Yes! Thanks for adding that info!

Re: Sourcetypes with Docker and HTTP Event Collector

bhavesh91 — Thu, 01 Dec 2016 09:56:48 GMT

How can the fields which are separated by colon like “line” , “tag” and “source” be extracted automatically on source=http:docker for Docker logs while using Http Event Collector , also if the docker logs have the Key Value in the logs how can those appear as fields in Splunk?

For example the log has the following :

{ [-]
line: 2016-11-14 15:22:03,779; [LOG=debug, NAME=bhav, TIME=1,MSG=Goodday, CLIENT=127.0.0.1]
source: stdout
tag: abc02be1be4e
}

I need to see line , source and tag as fields , along with that KV pair should also showup fields like LOG, NAME, MSG and CLIENT .

Can this be done if so how ? We would want a permanent solution so that it can be applied Enterprise wise.

Re: Sourcetypes with Docker and HTTP Event Collector

bhavesh91 — Thu, 01 Dec 2016 09:56:48 GMT

For example the log has the following :

{ [-] 
   line: 2016-11-14 15:22:03,779; [LOG=debug, NAME=bhav, TIME=1,MSG=Goodday, CLIENT=127.0.0.1] 
   source: stdout
   tag: abc02be1be4e 
}

I need to see line , source and tag as fields , along with that KV pair should also show up fields like LOG, NAME, MSG and CLIENT .

Can this be done if so how ? We would want a permanent solution so that it can be applied Enterprise wise.

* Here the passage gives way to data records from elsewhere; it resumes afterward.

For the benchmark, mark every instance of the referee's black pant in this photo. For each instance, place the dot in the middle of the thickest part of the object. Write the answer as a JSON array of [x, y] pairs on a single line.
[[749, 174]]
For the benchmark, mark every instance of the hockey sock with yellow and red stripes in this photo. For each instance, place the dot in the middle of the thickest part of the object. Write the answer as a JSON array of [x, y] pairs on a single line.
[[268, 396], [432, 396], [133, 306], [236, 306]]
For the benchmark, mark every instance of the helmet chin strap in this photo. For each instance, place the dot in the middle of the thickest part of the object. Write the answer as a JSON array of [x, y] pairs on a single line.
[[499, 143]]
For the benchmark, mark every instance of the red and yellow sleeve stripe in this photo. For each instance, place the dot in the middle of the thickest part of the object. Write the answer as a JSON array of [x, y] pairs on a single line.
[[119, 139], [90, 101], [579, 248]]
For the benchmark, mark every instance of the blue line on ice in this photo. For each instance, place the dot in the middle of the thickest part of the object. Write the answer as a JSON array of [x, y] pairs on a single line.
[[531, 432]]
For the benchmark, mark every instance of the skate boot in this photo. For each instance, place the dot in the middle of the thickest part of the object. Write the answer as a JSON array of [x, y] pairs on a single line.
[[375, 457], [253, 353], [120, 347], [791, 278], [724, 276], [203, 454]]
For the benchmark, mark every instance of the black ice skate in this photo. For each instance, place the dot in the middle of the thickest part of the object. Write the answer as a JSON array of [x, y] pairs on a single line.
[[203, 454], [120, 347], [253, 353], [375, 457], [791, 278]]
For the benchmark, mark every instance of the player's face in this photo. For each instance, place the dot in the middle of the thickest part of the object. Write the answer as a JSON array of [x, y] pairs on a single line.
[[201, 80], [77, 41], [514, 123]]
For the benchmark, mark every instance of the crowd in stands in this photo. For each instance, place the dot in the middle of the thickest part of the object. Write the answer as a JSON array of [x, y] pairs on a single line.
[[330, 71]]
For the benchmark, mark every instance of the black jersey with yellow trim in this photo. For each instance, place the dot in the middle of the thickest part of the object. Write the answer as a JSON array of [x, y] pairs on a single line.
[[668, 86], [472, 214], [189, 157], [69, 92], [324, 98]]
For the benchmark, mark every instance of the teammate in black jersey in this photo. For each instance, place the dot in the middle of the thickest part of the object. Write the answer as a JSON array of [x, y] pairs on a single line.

Re: Sourcetypes with Docker and HTTP Event Collector

sloshburch — Fri, 02 Dec 2016 13:23:40 GMT

(Sounds like this is in regards to using the log driver so I've moved this comment to that solution rather than the answer related to more traditional approaches)

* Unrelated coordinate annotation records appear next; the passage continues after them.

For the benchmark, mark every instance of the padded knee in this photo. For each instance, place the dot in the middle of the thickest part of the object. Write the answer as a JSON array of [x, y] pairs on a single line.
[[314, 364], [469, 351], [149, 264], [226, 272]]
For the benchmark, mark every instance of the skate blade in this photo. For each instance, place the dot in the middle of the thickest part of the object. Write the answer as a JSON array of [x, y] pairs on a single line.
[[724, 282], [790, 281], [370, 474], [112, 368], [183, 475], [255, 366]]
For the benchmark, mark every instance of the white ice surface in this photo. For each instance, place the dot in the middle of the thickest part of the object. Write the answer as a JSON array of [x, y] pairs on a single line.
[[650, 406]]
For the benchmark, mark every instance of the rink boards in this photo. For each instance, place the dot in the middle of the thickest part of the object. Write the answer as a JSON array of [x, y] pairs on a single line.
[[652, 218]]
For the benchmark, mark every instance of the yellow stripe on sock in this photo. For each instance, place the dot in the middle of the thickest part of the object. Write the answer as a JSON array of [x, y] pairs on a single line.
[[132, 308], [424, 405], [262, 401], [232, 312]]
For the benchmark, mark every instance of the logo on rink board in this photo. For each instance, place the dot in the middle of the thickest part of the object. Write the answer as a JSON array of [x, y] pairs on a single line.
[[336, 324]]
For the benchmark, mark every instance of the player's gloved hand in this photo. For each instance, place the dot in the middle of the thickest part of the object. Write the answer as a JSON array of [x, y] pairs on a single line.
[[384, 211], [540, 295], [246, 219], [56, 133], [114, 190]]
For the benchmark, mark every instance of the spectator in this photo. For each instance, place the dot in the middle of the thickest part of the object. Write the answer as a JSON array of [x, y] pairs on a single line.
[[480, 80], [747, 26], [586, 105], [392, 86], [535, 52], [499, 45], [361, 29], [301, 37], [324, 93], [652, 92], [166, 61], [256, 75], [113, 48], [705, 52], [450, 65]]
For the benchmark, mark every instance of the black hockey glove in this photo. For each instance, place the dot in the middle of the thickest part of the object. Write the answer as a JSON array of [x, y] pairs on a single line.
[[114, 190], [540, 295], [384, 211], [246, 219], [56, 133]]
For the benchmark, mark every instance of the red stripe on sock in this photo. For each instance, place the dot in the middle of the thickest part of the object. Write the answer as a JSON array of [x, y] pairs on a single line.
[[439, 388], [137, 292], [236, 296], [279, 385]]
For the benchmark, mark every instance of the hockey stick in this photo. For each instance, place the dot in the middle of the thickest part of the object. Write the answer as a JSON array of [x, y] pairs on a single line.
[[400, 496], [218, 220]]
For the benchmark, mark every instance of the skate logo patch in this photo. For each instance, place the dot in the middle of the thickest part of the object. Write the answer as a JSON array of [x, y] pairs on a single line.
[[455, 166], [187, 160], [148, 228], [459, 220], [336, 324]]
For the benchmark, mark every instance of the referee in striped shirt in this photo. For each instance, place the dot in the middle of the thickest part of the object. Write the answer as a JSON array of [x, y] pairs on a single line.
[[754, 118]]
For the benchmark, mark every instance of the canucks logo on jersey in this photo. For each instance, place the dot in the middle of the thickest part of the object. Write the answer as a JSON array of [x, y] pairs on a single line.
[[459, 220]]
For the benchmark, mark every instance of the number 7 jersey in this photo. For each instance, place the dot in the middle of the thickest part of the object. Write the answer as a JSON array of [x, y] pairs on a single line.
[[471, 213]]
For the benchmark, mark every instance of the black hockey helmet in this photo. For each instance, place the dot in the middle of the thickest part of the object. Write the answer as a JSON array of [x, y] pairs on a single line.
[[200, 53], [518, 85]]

Odd that those fields are not already parsed for you. Does the sourcetype have a props.conf entry for KV_MODE = json? What is the sourcetype being used and where was it defined (by you or by an app from splunkbase)?

Re: Sourcetypes with Docker and HTTP Event Collector

bhavesh91 — Tue, 29 Sep 2020 12:00:57 GMT

We have been using the default sourcetype - json_no_timestamp which shows up on the Data Inputs -> Http Event Collector.

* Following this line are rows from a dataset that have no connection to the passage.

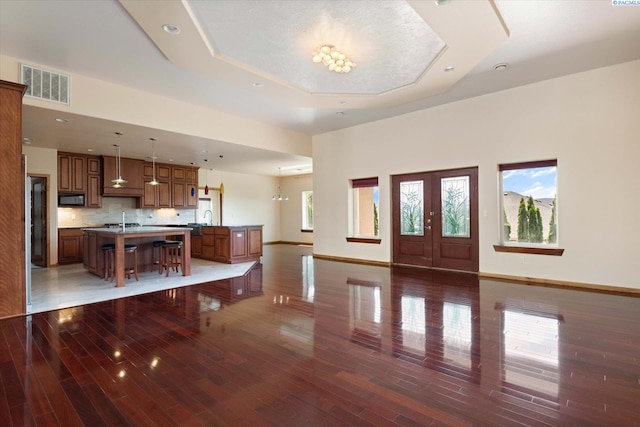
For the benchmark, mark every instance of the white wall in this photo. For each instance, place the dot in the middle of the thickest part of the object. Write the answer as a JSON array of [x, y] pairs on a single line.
[[291, 210], [123, 104], [247, 201], [589, 121]]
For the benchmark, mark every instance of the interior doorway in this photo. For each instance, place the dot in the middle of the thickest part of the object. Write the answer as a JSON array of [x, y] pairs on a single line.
[[435, 219], [39, 215]]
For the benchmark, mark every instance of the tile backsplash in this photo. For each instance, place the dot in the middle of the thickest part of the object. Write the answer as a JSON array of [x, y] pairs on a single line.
[[111, 211]]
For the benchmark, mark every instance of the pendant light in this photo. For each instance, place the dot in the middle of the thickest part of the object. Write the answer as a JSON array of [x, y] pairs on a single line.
[[206, 185], [117, 183], [221, 184], [153, 162], [279, 197], [193, 188]]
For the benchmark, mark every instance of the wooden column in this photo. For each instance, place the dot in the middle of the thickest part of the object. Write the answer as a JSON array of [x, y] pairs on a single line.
[[12, 180]]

Re: Sourcetypes with Docker and HTTP Event Collector

sloshburch — Fri, 02 Dec 2016 13:49:34 GMT

I'm not sure if json_no_timestamp is an out-of-the-box sourcetype. What is the value of KV_MODE for that sourcetype (Settings -> Sourcetypes)? In fact, maybe provide a screen shot of that sourectypes definition from the web UI (or btool - but not the conf file).

Re: Sourcetypes with Docker and HTTP Event Collector

bhavesh91 — Sun, 04 Dec 2016 17:11:30 GMT

Also this brings us to a point where we will need to start monitoring the GC(Garbage Collection) and Heap exhaustion in a containers using Splunk - how do we that ?

Re: Sourcetypes with Docker and HTTP Event Collector

sloshburch — Mon, 05 Dec 2016 21:33:33 GMT

Slight update that it sounds like 1.13 is more easily accessible these days and you can start using the new driver: http://blogs.splunk.com/2016/12/01/docker-1-13-with-improved-splunk-logging-driver

Re: Sourcetypes with Docker and HTTP Event Collector

sloshburch — Wed, 07 Dec 2016 22:12:28 GMT

Splunk is a dummy here and just simply accepting data the container sends so you'll need the container to send that data as well. So you'll need to expose data from the GC and heap of the container to Splunk over the same driver.

Re: Sourcetypes with Docker and HTTP Event Collector

sloshburch — Wed, 25 Jan 2017 14:00:04 GMT

Looks like 1.13 just recently came out of beta!

Re: Sourcetypes with Docker and HTTP Event Collector

ErikAulin — Fri, 07 Apr 2017 14:05:55 GMT

Is there any updates to multi-line events. Searched around but this is the closest post that discussed this.

Re: Sourcetypes with Docker and HTTP Event Collector

sloshburch — Mon, 10 Apr 2017 12:58:54 GMT

@Michael Wilde - Is this because Docker still spits out each line individually or has this been adjusted on the docker side so as to send a multiline output as one event?

Re: Sourcetypes with Docker and HTTP Event Collector

sloshburch — Mon, 10 Apr 2017 13:00:16 GMT

@rarsan - Are you sure? I thought the logging driver sends data from the container itself and so different containers send different streams.